Typically in practice, the tensors `x_start`, `x_end` and `variance` should be
of rank 2 (with time steps and paths being the 2 dimensions).
#### Example
```python
x_start = np.asarray([[4.5, 4.5, 4.5], [4.5, 4.6, 4.7]])
x_end = np.asarray([[5.0, 4.9, 4.8], [4.8, 4.9, 5.0]])
variance = np.asarray([[0.1, 0.2, 0.1], [0.3, 0.1, 0.2]])
upper_barrier = 5.1
lower_barrier = 4.4
no_touch_proba = brownian_bridge_double(
x_start=x_start,
x_end=x_end,
variance=variance,
upper_barrier=upper_barrier,
lower_barrier=lower_barrier,
n_cutoff=3,
)
# Expected print output of no_touch_proba:
#[[0.45842169 0.21510919 0.52704599]
#[0.09394963 0.73302813 0.22595022]]
```
#### References
[1] Emmanuel Gobet.
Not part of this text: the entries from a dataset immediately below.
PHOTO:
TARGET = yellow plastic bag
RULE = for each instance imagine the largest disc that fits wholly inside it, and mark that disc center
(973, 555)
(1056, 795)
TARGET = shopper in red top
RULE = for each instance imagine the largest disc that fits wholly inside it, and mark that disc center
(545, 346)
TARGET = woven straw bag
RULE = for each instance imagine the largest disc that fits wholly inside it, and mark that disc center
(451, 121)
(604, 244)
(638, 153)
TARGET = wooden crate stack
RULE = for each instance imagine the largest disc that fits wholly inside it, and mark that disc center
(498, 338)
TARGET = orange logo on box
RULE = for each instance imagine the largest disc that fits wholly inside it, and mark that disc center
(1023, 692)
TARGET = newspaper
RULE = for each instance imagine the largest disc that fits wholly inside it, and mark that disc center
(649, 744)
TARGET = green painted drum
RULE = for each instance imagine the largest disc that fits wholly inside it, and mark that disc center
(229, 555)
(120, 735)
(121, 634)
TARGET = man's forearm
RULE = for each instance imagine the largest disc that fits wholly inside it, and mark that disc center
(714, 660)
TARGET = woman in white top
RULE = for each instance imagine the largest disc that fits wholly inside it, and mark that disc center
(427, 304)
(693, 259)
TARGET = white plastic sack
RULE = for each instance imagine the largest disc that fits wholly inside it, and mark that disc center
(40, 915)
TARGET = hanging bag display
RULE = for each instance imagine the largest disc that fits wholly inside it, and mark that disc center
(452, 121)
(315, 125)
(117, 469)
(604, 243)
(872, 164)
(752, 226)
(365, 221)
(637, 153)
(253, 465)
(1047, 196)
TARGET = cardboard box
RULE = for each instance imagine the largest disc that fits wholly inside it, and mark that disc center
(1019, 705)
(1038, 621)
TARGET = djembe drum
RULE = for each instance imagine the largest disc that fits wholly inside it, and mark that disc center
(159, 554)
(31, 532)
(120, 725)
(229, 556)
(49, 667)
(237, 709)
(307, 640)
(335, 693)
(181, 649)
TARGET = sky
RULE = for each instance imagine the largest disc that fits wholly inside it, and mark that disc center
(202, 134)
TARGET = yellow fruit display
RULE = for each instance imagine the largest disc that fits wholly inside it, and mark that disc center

Advanced Monte Carlo methods for barrier and related
exotic options.
https://papers.ssrn.com/sol3/papers.cfm?abstract_id=1265669
#### Args:
* `x_start`: A real `Tensor` of any shape and dtype.
* `x_end`: A real `Tensor` of the same dtype and compatible shape as
`x_start`.
* `variance`: A real `Tensor` of the same dtype and compatible shape as
`x_start`.
* `upper_barrier`: A scalar `Tensor` of the same dtype as `x_start`. Stands for
the upper boundary for the Brownian Bridge.
* `lower_barrier`: A scalar `Tensor` of the same dtype as `x_start`. Stands for
lower the boundary for the Brownian Bridge.
* `n_cutoff`: A positive scalar int32 `Tensor`. This controls when to cutoff
the sum which would otherwise have an infinite number of terms.
Default value: 3.
* `dtype`: Optional `tf.DType`. If supplied, the dtype to be used for conversion
of any supplied non-`Tensor` arguments to `Tensor`.
Default value: None which maps to the default dtype inferred by
TensorFlow.
* `name`: str. The name for the ops created by this function.
Default value: None which is mapped to the default name
`brownian_bridge_double`.
#### Returns:
A `Tensor` of the same shape as the input data which is the probability
of not touching the upper and lower barrier.